In 1364, a university was founded in Kraków, which has since 1817 been known as the Jagiellonian University – the oldest institution of higher education in Poland and one of the oldest in Europe. The University has not only educated generations of scientists, writers, members of the clergy and politicians, but also contributed to the creation of other institutions of higher education in Kraków – the Academy of Agriculture and the Academy of Physical Education can both trace their origins to the JU.

Kraków was one of the few Polish cities not to suffer damage during World War II, meaning that it is still possible to admire historic monuments from various periods here today. The historic centre of Kraków was entered onto the UNESCO World Heritage List in 1978. In addition to the Main Square, the streets of the Old Town and the Planty gardens, the area of Kazimierz, with the Jewish district situated in its north-eastern part, is also worthy of special attention.

Kraków has been and continues to be one on the leading the centres of Polish academic, cultural and artistic life. In 2000, the city was chosen to be the European Capital of Culture. Festivals and concerts are held throughout the year, alongside the activities of the Kraków Philharmonic, the Kraków Opera, and numerous theatres and cinemas. 

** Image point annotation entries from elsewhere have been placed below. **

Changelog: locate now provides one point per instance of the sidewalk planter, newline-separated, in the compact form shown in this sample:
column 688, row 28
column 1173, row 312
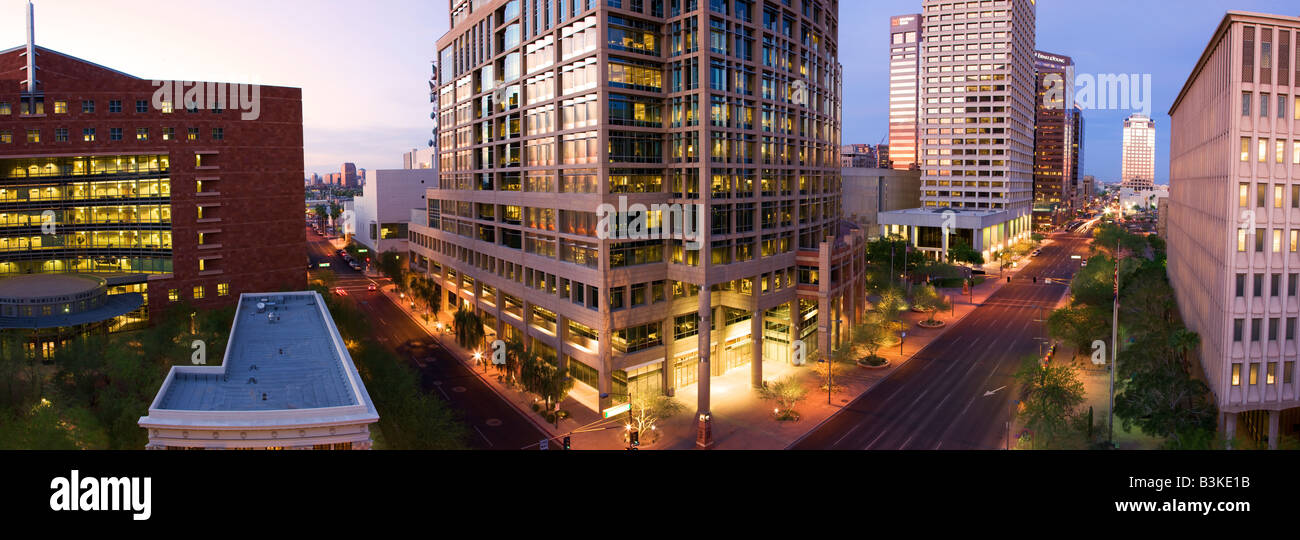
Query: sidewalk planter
column 874, row 363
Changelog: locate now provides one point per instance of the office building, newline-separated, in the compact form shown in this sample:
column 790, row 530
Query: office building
column 1054, row 145
column 109, row 175
column 710, row 129
column 1139, row 164
column 905, row 35
column 859, row 156
column 867, row 191
column 976, row 180
column 1234, row 245
column 286, row 383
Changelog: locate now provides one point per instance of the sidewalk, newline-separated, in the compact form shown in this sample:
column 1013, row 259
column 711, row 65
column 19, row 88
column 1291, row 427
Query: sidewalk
column 742, row 420
column 581, row 415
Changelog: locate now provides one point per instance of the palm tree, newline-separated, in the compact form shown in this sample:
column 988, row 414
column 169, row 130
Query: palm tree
column 515, row 354
column 1183, row 342
column 469, row 329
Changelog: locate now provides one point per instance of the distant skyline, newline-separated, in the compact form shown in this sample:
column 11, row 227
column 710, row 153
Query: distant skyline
column 364, row 67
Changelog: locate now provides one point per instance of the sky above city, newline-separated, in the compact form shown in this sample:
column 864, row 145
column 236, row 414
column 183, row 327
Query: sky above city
column 364, row 65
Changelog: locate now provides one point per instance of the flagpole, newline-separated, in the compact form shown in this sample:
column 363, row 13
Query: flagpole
column 1114, row 348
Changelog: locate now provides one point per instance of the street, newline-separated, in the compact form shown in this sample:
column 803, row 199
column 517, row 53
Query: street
column 957, row 393
column 494, row 424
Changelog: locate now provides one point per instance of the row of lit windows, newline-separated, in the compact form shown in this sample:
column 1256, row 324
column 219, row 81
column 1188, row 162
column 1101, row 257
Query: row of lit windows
column 1279, row 150
column 89, row 134
column 198, row 293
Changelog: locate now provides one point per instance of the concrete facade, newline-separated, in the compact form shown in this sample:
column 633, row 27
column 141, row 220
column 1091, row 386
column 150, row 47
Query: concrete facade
column 1234, row 220
column 867, row 191
column 602, row 107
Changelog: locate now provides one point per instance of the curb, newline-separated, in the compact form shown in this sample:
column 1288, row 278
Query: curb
column 528, row 414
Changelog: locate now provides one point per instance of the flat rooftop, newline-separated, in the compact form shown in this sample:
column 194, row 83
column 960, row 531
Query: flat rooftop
column 40, row 285
column 271, row 366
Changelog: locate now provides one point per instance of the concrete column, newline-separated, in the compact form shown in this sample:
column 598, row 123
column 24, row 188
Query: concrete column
column 755, row 333
column 705, row 419
column 668, row 371
column 1274, row 424
column 794, row 328
column 1229, row 427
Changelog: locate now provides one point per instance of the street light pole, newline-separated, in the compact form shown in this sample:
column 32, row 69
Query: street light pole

Kraków has many interesting museums. The main hall of the National Museum Kraków presents a range of exhibitions, including exhibitions of Polish 20th century art and temporary exhibitions. In the Czartoryski Museum, it is possible to view Leonardo da Vinci's "Lady with an Ermine" and Rembrandt's "Landscape with the Good Samaritan”. Beneath the Sukiennice cloth hall, it is possible to visit the Main Square Underground (Podziemia Rynku) – an extraordinarily evocative exhibition which brings one thousand years of Kraków history to life based on multimedia installations, preserved remnants of walls, as well as everyday objects found during excavations under the Main Square. On the Wawel Hill, it is possible to visit the Wawel Royal Castle, with its State Rooms, Treasury and Armoury, as well as the Wawel Cathedral and its tower with the Sigismund Bell. Another important place on the map of Kazimierz is Oskar Schindler's Factory, which has been transformed into a museum about the experiences of inhabitants of Kraków, both Polish and Jewish, during World War Two.

Kraków has a wealth of restaurants, cafés and clubs. The city has a well-developed public transport network, and there is also a bicycle rental service. Due to the paid parking zones and the difficulty of finding parking spaces, the best way to get around the centre of Kraków is on foot. 

The railway and bus station are located within walking distance of the Main Square. From Kraków-Balice Airport, it is possible to travel to the city centre by bus (Nos. 208 and 252 – for timetables see here). The best way to make the journey is however to take the train operated by Koleje Małopolskie which runs twice an hour on average on the Kraków Airport – Kraków Main Station route (journey time 19 minutes, cost 12 PLN). Taxis are also available as an alternative to public transport.